Global growth is too weak to bring down unemployment and what little momentum exists is coming primarily from central banks, the International Monetary Fund said in its World Economic Outlook, released ahead of its twice-yearly meeting, which will be held in Tokyo later this week.
"A key issue is whether the global economy is just hitting another bout of turbulence in what was always expected to be a slow and bumpy recovery or whether the current slowdown has a more lasting component," it said.
"The answer depends on whether European and U.S. policymakers deal proactively with their major short-term economic challenges."
For 2012, the IMF now expects global output to grow just 3.3 percent, down from its July estimate of 3.5 percent, making it the slowest year of growth since 2009. It predicted only a modest pickup next year to 3.6 percent, below its July estimate of 3.9 percent.
Emerging markets are still expected to grow four times as fast as advanced economies, but the IMF took a sharp knife to its estimates for India and Brazil, with the latter now seen growing slower than the United States this year.
The IMF said "familiar" forces were dragging down advanced economy growth: fiscal consolidation and a still-weak financial system, the same problems that have plagued the world since the global financial crisis exploded in 2008.
"More seems to be at work, however, than these mechanical forces - namely, a general feeling of uncertainty," IMF Chief Economist Olivier Blanchard said.
Measures of risk and uncertainty, such as the VIX volatility gauge in the United States, remain at low levels, Blanchard pointed out, which makes it difficult to assess the nature of the uncertainty.
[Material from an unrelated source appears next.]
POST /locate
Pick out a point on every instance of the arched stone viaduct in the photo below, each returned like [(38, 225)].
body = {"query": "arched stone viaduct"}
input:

Blanchard described it as "more Knightian in nature," referring to a term for risk that is impossible to measure, named after economist Frank Knight.
"Worries about the ability of European policymakers to control the euro crisis and worries about the failure to date of U.S. policymakers to agree on a fiscal plan surely play an important role, but one that is hard to nail down," Blanchard said.
The IMF said financial conditions are likely to remain "very fragile" over the near term because repairing euro zone problems will take time and there are concerns about how the U.S. economy will cope with the expected expiry of tax cuts early next year.
For the United States, the IMF said its "urgent policy priorities" should include avoiding a so-called "fiscal cliff" from the expected tax increases and spending cuts, raising the government borrowing limit, and agreeing on a credible plan to reduce the deficit.
It said the fiscal cliff at the extreme would amount to a fiscal withdrawal of more than 4 percent of GDP in 2013, and economic growth would stall.
In the euro area, it said resolving the crisis was the highest priority, and that would require progress toward banking and fiscal union.
"If uncertainty is indeed behind the current slowdown, and if the adoption and implementation of these measures decrease uncertainty, things may turn out better than our forecasts, not only in Europe, but also for the rest of the world," Blanchard said. "I, for once, would be happy if our baseline forecasts turn out to be inaccurate - in this case, too pessimistic."